Centuries later, between his vengeful jaunts out to hunt Tenno, The Stalker has been protecting an ailing Jade. She's been suffering a mysterious illness that's gradually grown more severe. At the end of the quest, it's revealed that, despite her transformation into a warframe, Jade is still pregnant. Jade dies during childbirth, leaving The Stalker with their warframe infant.
This is the deal with Warframe pregnancy
So, we've seen a pregnant warframe. It's possible. Seems decisive. But for the sake of historic and scientific record, I wanted definitive answers about warframe pregnancy from Digital Extremes itself.
So I asked. People answer all kinds of emails.
In an interview with Rebb Ford, I asked just how far along production was on Jade Shadows when she was confronted with the fanbase's gift of prophecy. "The frame was fully completed," Ford said. "We knew."
Steve Sinclair, former Warframe creative director, current DE CEO, and devstream chaos agent repeat offender intentionally read the question, Ford said, to both troll his fellow devs and seed inevitable psychic damage. "It was a calculated question," Ford said. "Everyone on the couch at that point had read the script, seen the art, seen the frame, seen the blockouts. Everyone knew."

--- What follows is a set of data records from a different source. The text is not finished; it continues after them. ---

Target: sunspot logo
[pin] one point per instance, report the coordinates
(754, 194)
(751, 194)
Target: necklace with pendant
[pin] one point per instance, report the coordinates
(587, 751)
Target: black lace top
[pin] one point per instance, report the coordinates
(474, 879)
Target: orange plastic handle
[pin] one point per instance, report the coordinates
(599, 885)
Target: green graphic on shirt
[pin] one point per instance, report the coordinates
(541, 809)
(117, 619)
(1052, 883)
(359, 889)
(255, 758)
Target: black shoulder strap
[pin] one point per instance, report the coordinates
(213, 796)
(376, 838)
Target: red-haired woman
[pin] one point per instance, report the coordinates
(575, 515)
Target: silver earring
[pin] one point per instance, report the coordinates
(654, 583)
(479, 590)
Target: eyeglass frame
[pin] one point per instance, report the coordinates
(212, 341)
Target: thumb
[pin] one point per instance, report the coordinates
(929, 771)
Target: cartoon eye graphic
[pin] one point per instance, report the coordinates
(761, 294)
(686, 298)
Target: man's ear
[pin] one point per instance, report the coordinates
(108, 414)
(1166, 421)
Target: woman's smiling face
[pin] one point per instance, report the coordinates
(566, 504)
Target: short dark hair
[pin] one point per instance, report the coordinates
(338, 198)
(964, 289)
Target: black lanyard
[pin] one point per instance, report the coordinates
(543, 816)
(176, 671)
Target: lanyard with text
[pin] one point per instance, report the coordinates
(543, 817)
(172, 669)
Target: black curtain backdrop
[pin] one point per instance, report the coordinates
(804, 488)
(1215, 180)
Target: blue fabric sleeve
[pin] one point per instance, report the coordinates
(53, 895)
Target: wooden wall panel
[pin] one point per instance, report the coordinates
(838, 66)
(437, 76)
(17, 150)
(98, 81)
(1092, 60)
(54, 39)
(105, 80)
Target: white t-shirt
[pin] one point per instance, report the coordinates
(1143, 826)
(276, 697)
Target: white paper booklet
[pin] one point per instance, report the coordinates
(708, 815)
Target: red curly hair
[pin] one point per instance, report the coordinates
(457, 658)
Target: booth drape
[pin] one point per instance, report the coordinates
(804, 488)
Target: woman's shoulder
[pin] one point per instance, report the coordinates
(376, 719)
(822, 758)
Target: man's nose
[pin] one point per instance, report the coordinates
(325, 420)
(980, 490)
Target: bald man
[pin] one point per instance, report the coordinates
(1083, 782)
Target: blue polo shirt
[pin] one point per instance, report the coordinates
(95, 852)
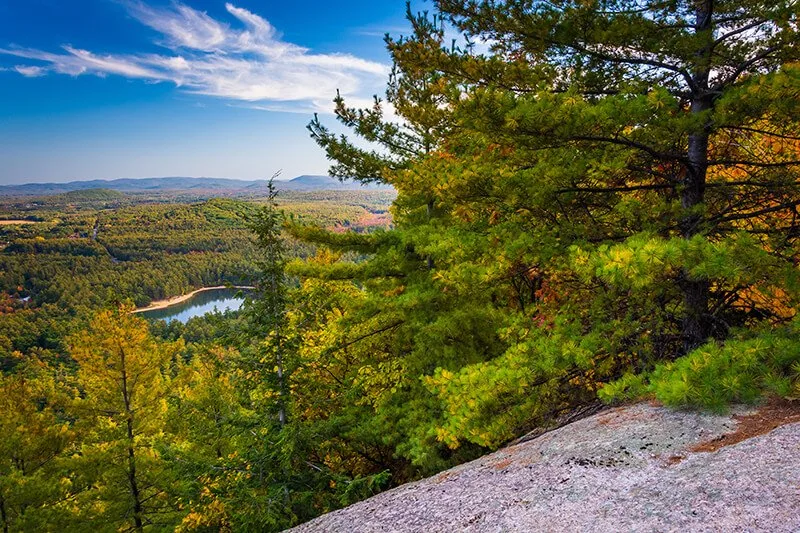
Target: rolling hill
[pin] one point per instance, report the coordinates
(173, 184)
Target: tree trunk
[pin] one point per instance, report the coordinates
(138, 524)
(696, 323)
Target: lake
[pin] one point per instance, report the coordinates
(199, 304)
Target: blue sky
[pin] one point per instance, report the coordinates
(126, 88)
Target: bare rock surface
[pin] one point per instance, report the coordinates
(626, 469)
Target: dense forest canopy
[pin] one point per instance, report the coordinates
(596, 200)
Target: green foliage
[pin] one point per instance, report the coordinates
(715, 375)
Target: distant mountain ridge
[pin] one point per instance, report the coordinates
(173, 184)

According to Ford, it's hit and miss what the viewers of Warframe devstreams will latch onto. "It could have gone either way," she said. "People could have forgotten about it completely, or it was so off-putting and off guard that they remembered it seven months later, and the latter happened. And now here we are."

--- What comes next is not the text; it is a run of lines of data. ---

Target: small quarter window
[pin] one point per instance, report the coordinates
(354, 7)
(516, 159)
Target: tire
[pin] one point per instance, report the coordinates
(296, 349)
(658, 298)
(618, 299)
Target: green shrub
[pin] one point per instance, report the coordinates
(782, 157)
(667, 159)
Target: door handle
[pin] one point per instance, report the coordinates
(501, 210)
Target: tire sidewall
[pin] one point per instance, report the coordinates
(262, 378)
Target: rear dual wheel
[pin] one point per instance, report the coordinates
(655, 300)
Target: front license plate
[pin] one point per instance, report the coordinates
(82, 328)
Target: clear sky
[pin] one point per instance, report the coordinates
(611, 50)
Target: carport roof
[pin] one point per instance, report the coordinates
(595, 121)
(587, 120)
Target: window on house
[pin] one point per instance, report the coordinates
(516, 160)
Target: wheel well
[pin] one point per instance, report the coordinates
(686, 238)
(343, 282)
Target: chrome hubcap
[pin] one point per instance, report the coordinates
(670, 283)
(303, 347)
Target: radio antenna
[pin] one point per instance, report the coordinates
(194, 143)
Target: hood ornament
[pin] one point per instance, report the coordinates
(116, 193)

Off-putting, Ford says, wasn't the goal with Jade's design. "It's such a constellation of truths when we're dealing with this subject matter. Big picture, very clearly when dealing with a pregnant warframe as a concept, it's like, what the hell, this free-to-play grindy MMO added a pregnant hero. That's the burning star in this constellation, but that's not why we did it."

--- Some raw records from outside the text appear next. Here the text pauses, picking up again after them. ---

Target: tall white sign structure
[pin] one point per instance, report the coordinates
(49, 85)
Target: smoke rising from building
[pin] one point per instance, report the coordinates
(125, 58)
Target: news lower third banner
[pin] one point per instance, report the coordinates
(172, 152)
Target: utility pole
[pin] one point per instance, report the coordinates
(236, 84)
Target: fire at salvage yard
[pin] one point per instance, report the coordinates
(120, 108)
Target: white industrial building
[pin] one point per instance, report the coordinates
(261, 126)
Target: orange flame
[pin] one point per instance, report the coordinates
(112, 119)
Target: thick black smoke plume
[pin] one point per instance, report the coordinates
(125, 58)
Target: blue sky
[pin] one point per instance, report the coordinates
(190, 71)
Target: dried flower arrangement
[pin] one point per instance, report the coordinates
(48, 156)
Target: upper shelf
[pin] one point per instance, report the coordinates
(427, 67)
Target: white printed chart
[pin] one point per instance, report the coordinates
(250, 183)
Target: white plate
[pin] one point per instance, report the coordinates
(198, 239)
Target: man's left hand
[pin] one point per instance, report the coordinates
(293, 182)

Instead, Jade was the product of what's become a design philosophy for Warframe's dev team. Jade's development, Ford said, was motivated by aesthetic enthusiasm for her pitch: that a pregnant, light-filled, glass warframe was, fundamentally, cool. From there, the design would be treated with the same commitment and sincerity as any other warframe. "If someone has an idea, and we think it's weird but it fits Warframe, we need to take it seriously, play it straight, and commit."
Ford noted there's plenty of fair criticisms for their portrayal, in particularly the fact that Jade didn't survive the quest—something she acknowledged as "the cardinal sin," even if Jade can later be reconstructed and embodied by the player. Still, Ford said she was proud of the team's commitment to the subject matter. "We put this art out into the world and we can't control how people react," Ford said, "but we can control how seriously we took it."
And of course, for the sake of historic and scientific record, I was obligated to ask, once again, that crucial question: Can a warframe get pregnant? "All we know so far is that if Ballas were to use the Helminth on a pregnant woman, be it as punishment or otherwise, they would remain pregnant," Ford said. "So the question does technically remain."
Damn. Well, hopefully we're content with a public record showing that, while we may never know if a warframe can get pregnant, they can at least, officially, be pregnant. I'm going back to my nouns.